Das Problem dieser These: Kobalt wird nur tief im Berg gefunden, und bislang gibt es keinerlei Beleg dafür, dass die Menschen der Bronzezeit bereits vor 3500 Jahren hier so tief geschürft haben. Für die etablierte Archäologie ist das Erzgebirge der damaligen Zeit ein unbewohnter Dunkelwald. Auch Günter Eckardt erntete kaum mehr als Lächeln.

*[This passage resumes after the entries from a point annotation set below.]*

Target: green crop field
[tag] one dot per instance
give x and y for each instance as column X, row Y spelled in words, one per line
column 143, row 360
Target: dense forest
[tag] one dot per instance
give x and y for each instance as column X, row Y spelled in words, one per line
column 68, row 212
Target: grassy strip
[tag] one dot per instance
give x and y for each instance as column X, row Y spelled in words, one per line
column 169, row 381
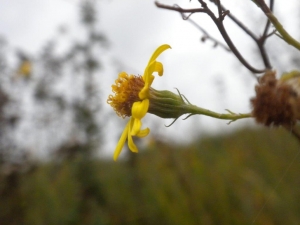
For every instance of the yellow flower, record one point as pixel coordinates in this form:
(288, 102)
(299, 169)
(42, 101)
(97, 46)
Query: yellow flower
(131, 98)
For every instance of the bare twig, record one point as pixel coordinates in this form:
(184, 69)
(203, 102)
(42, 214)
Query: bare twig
(219, 23)
(208, 36)
(285, 35)
(259, 41)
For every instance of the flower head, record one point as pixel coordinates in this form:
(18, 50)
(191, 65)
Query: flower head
(131, 98)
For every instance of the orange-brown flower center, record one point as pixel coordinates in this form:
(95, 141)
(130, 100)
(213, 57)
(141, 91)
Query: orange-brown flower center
(126, 91)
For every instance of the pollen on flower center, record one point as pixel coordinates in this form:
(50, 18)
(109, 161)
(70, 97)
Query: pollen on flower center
(126, 91)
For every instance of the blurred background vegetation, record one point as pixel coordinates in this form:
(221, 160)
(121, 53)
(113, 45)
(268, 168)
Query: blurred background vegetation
(233, 179)
(246, 177)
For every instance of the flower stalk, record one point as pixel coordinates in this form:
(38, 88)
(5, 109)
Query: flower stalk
(166, 104)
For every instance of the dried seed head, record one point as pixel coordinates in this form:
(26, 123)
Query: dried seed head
(276, 103)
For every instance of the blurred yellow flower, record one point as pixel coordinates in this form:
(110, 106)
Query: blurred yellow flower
(131, 98)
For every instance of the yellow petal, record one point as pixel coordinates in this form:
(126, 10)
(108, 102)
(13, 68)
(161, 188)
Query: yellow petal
(159, 68)
(158, 51)
(139, 109)
(143, 133)
(136, 127)
(121, 142)
(131, 144)
(144, 93)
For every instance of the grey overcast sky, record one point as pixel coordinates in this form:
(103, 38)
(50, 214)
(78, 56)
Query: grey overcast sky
(209, 77)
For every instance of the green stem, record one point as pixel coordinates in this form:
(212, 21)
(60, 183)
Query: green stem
(192, 109)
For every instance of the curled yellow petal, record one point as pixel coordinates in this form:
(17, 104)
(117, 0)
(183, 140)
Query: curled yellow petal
(121, 142)
(131, 144)
(143, 133)
(139, 109)
(158, 51)
(159, 68)
(136, 127)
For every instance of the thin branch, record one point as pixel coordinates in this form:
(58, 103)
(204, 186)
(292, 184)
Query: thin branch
(206, 34)
(259, 41)
(268, 21)
(285, 35)
(219, 23)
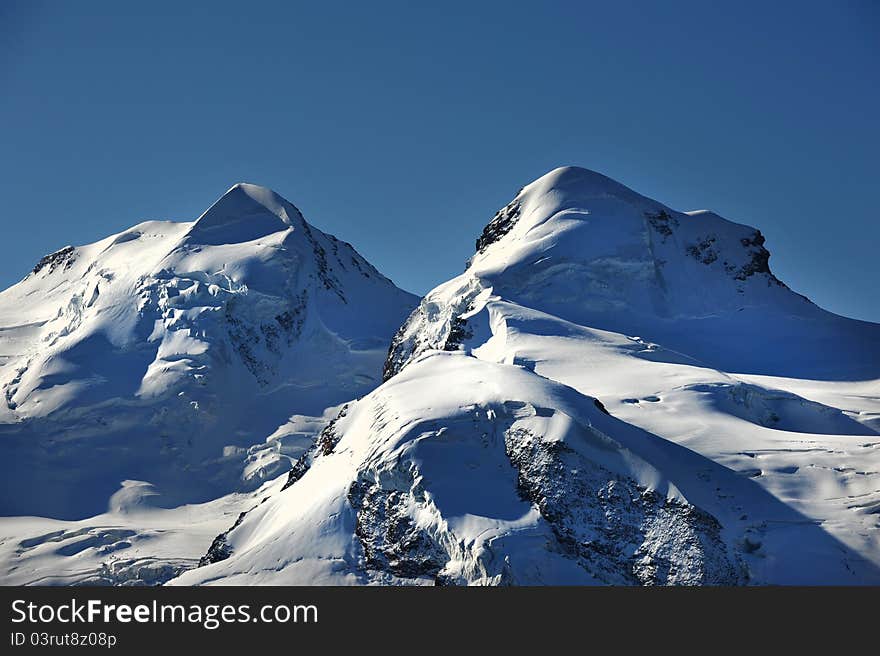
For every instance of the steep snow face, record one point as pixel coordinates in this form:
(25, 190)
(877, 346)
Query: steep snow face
(612, 392)
(579, 246)
(164, 353)
(503, 478)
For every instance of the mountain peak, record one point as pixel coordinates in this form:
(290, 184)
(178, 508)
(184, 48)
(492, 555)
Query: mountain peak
(575, 182)
(244, 213)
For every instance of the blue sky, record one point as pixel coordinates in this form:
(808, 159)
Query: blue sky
(403, 127)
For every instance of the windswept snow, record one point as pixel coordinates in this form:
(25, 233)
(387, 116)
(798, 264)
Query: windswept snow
(612, 392)
(168, 353)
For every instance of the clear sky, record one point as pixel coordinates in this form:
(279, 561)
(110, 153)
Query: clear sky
(402, 127)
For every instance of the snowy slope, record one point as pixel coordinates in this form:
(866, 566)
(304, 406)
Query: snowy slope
(612, 392)
(169, 352)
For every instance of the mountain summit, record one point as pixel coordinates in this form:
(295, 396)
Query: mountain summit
(613, 392)
(165, 352)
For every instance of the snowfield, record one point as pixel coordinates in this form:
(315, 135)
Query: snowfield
(613, 392)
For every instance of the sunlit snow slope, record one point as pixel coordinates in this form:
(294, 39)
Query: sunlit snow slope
(169, 352)
(612, 392)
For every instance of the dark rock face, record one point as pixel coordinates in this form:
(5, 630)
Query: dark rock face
(760, 258)
(220, 549)
(500, 225)
(323, 446)
(704, 250)
(63, 259)
(615, 529)
(398, 352)
(662, 222)
(391, 541)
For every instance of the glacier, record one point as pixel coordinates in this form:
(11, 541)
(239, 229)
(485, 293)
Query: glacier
(613, 392)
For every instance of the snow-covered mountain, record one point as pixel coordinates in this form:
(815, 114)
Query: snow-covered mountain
(612, 392)
(168, 353)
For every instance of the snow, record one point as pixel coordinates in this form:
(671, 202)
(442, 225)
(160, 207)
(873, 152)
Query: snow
(728, 395)
(613, 392)
(169, 352)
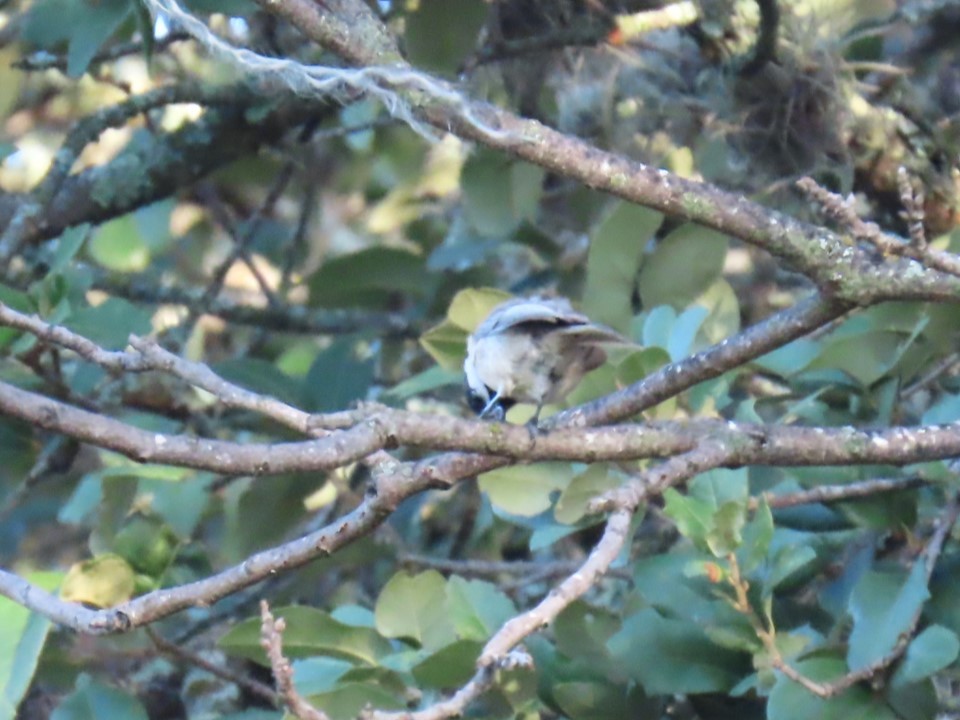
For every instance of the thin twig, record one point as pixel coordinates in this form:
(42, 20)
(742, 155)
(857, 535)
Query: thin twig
(840, 493)
(180, 651)
(271, 639)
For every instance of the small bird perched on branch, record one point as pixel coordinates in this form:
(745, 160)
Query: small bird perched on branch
(533, 350)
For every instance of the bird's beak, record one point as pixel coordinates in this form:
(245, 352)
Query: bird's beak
(493, 410)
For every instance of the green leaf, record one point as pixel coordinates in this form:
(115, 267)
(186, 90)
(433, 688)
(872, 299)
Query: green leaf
(337, 379)
(499, 193)
(102, 581)
(685, 262)
(347, 700)
(787, 561)
(684, 331)
(118, 245)
(148, 544)
(84, 24)
(582, 631)
(720, 485)
(883, 607)
(95, 701)
(596, 480)
(414, 607)
(757, 536)
(369, 278)
(790, 359)
(447, 344)
(592, 700)
(693, 516)
(613, 262)
(440, 34)
(477, 608)
(929, 652)
(23, 635)
(424, 382)
(790, 701)
(723, 319)
(728, 521)
(309, 632)
(111, 323)
(673, 656)
(69, 242)
(657, 326)
(450, 666)
(866, 357)
(526, 490)
(181, 503)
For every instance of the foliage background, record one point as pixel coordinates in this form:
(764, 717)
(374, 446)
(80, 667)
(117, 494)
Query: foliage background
(323, 251)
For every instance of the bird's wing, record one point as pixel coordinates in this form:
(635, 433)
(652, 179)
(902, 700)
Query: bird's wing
(519, 311)
(594, 333)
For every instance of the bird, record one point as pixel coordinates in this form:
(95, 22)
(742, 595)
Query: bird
(531, 350)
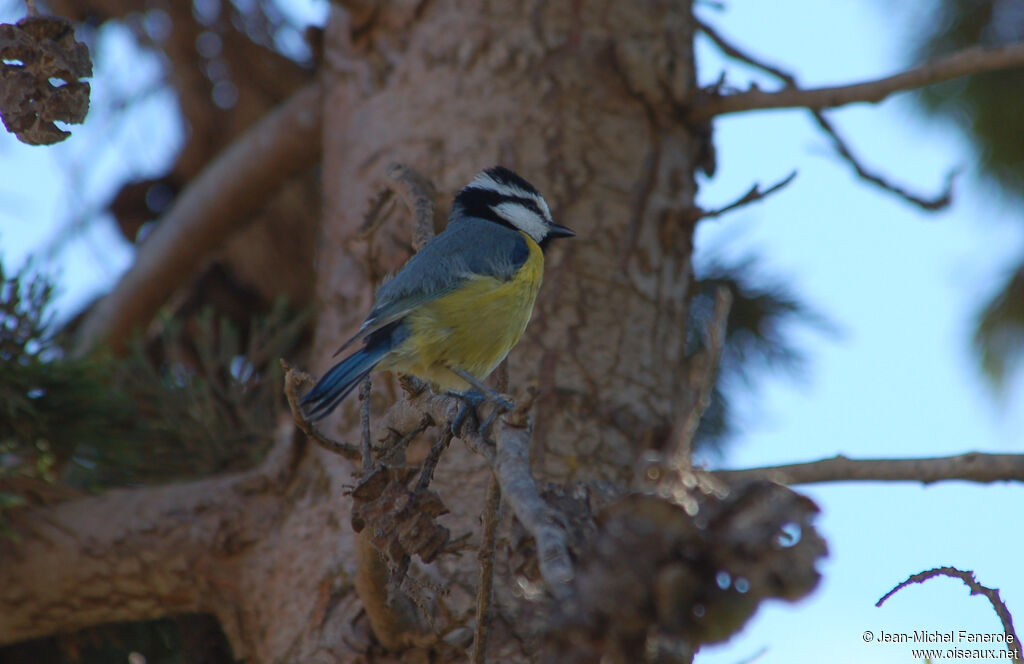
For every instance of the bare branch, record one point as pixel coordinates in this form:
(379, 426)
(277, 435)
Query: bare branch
(934, 203)
(484, 585)
(367, 449)
(701, 374)
(418, 194)
(973, 466)
(296, 381)
(509, 458)
(218, 203)
(512, 468)
(753, 196)
(970, 60)
(992, 594)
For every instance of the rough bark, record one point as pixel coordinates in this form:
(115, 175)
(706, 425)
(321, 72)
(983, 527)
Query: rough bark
(585, 100)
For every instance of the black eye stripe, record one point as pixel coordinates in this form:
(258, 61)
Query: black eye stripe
(481, 203)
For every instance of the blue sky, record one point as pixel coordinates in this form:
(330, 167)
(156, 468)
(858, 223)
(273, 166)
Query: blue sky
(898, 381)
(901, 286)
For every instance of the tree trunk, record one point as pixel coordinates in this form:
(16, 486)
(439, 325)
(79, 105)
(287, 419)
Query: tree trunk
(585, 100)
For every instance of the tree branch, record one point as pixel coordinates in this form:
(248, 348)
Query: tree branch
(992, 594)
(753, 196)
(973, 466)
(935, 203)
(970, 60)
(418, 194)
(218, 203)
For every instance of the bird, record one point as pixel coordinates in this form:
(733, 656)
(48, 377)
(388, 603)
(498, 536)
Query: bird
(461, 303)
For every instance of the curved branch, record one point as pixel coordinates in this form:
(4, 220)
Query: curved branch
(992, 594)
(218, 203)
(973, 466)
(964, 63)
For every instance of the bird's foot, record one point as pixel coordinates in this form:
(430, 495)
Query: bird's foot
(472, 400)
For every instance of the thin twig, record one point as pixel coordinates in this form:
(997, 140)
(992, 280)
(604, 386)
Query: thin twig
(484, 586)
(700, 379)
(976, 59)
(509, 458)
(842, 147)
(754, 195)
(973, 466)
(992, 594)
(941, 200)
(430, 463)
(218, 203)
(368, 451)
(296, 381)
(418, 193)
(512, 468)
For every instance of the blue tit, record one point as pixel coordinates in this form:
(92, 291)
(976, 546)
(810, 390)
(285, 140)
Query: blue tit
(457, 308)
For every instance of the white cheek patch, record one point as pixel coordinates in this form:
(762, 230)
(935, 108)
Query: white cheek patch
(522, 218)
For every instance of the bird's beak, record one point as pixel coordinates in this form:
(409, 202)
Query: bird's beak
(558, 231)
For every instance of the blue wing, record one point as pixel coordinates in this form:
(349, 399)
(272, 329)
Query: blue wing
(467, 248)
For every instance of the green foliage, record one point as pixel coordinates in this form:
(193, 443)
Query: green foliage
(189, 638)
(987, 108)
(757, 338)
(202, 399)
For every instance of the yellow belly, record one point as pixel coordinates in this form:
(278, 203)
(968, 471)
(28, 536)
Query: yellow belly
(473, 328)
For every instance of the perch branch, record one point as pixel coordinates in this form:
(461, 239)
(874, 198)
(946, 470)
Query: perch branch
(973, 466)
(509, 458)
(841, 146)
(992, 594)
(216, 204)
(976, 59)
(512, 467)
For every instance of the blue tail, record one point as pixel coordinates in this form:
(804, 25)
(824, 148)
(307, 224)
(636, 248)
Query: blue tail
(340, 380)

Jetzt aber bekommt er Schützenhilfe vom Chemnitzer Experimentalarchäologen Dominique Görlitz, der durch seine Abora-Schilfbootexpeditionen weltbekannt wurde. Mit seinen Fahrten wollte Görlitz zeigen, dass bereits die Menschen der Jungsteinzeit in der Lage waren, mit primitiven Schiffen die Meere zu überqueren. Zurzeit bereitet er die vierte Abora-Expedition vor, welche die Existenz antiker Handelsrouten aus Mitteleuropa über die Donau und das Schwarze Meer zu den Hochkulturen am Mittelmeer beweisen soll. Auf solchen Handelsfahrten könnten begehrte Metalle wie Kobalt, vor allem aber Zinn nach Ägypten und Mykene gelangt sein. "Ich gebe zu, dass auch ich dachte, der Eckardt spinnt", sagt Görlitz. "Aber dann habe ich mir das näher angesehen und Indizien gefunden, dass er Recht haben könnte."

Ein Indiz ist die sogenannte Aunjetitzer Kultur (2300 v. Chr. bis 1500 v. Chr.), ein loser Verbund von Stämmen, die zwischen dem heutigen Sachsen-Anhalt und Österreich lebten. Die Aunjetitzer waren für die Herstellung von Dolchen und Werkzeugen aus hochwertiger Zinnbronze bekannt. Und von wo könnten sie ihr Zinn herbekommen haben, wenn nicht aus dem Erzgebirge? Um dieser Spur nachzugehen, hat Görlitz ein Forscherteam zusammengestellt, dem bislang Spezialisten aus Bulgarien, Serbien, Tschechien und Deutschland angehören. Dabei geht es unter anderem darum, Zinnproben aus 50 bis 60 Fundstätten zu untersuchen und ihre Zusammensetzung mit dem Zinn in Gegenständen aus der Aunjetitzer-Zeit zu vergleichen. Die Analysen werden laut Görlitz im Massenspektrometriezentrum der Leibniz-Universität Hannover vorgenommen.

Erste Forschungsergebnisse in dieser Richtung hatten Mike Hau-stein - heute Chemiker in der Nickelhütte Aue - und der Archäo-Metallurge Ernst Pernicka vorgelegt. Sie wiesen nach, dass das Zinn in der Himmelsscheibe von Nebra die gleiche Beschaffenheit wie Zinn aus der Fundstätte Graupen (Krupka) im Osterzgebirge aufweist. Die Himmelsscheibe ist das bekannteste Artefakt der Aunjetitzer-Kultur. Allerdings kommt auch Zinn aus Cornwall infrage, das eine ähnliche chemische Signatur besitzt. "Ich unterstütze das Forschungsprojekt, denn ich halte es für sehr wahrscheinlich, dass die Menschen der Bronzezeit im Erzgebirge oberflächennah Zinn abgebaut haben", sagt Haustein. "Die Kobalt-These lehne ich jedoch ab."

Aufmerksam verfolgt wird die Suche nach einem Uralt-Bergbau im Erzgebirge vom Schneeberger Altstraßenforscher Jens Richter. Er glaubt, dass die heute bekannten mittelalterlichen Handelswege weit älteren Trassen folgten. Richter hat Leitlinien definiert, die den groben Verlauf möglicher Transportverbindungen in der Antike markieren.

Der Fundort der Himmelsscheibe liegt ebenso auf einer dieser Leitlinien wie die Zinnlagerstätte Graupen. "Das ist sicher kein Zufall", sagt er. "Meine Forschungen stehen zwar noch am Anfang, aber ich glaube, dass es solche alten Handelsbeziehungen wirklich gegeben hat."